Conclusion: Turning Weather Volatility Into Trading Edge
The 2026–2027 global energy market will be defined by weather-driven volatility that legacy forecast infrastructure struggles to handle at the cadence modern trading requires. Henry Hub at $3.60/MMBtu, alongside elevated TTF and European wholesale power prices, forms the central scenario. Upside tails driven by cold snaps, Dunkelflaute events, and LNG supply delays remain wide enough to move portfolios by hundreds of millions of euros.
Jua is a foundation model and agent company, and Jua for Energy is the first applied product. The relationship mirrors the way Anthropic relates to Claude Code. Jua provides a horizontal AI platform, including EPT, a general physics foundation model, and Athena, an AI agent, with a flagship vertical product built on top. EPT-2e improves on ECMWF ENS performance on key metrics and natively forecasts at up to 5 km resolution over Europe. Athena turns a natural-language question into a briefing, a benchmark, a backtest, or a custom widget in about 90 seconds.

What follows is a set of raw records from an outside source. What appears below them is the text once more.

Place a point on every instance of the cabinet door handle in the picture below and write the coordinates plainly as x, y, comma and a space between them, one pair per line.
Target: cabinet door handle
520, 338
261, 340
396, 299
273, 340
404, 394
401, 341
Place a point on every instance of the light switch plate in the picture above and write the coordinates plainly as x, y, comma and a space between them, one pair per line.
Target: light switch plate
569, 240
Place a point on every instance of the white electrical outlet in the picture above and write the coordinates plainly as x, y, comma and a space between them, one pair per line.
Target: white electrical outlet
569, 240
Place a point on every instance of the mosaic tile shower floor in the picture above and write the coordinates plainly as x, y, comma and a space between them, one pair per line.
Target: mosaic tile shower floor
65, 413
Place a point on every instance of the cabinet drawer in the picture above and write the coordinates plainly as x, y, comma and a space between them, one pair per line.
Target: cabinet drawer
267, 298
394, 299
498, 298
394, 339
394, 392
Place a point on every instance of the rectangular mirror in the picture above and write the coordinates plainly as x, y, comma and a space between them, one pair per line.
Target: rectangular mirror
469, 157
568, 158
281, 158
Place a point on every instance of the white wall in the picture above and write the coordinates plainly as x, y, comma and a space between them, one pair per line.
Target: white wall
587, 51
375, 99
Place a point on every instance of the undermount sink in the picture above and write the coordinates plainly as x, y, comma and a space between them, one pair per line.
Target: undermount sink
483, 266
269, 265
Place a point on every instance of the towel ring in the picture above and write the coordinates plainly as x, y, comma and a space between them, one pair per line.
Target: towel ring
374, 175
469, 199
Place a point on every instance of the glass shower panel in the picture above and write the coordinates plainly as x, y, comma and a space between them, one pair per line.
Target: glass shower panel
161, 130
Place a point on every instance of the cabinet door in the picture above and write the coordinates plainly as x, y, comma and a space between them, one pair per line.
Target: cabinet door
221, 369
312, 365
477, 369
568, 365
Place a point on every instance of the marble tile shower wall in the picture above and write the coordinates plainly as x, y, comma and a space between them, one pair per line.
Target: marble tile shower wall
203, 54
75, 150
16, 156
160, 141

Jua for Energy does not replace ECMWF. Serious customers keep that raw signal. Jua for Energy replaces the plumbing around it: the in-house grib pipeline, the manual morning briefing, the fragmented dashboard stack, and the stale numbers between runs. The result is a single workspace where the trader sees what every model expects, where those models disagree, and what actions to take before the market reacts.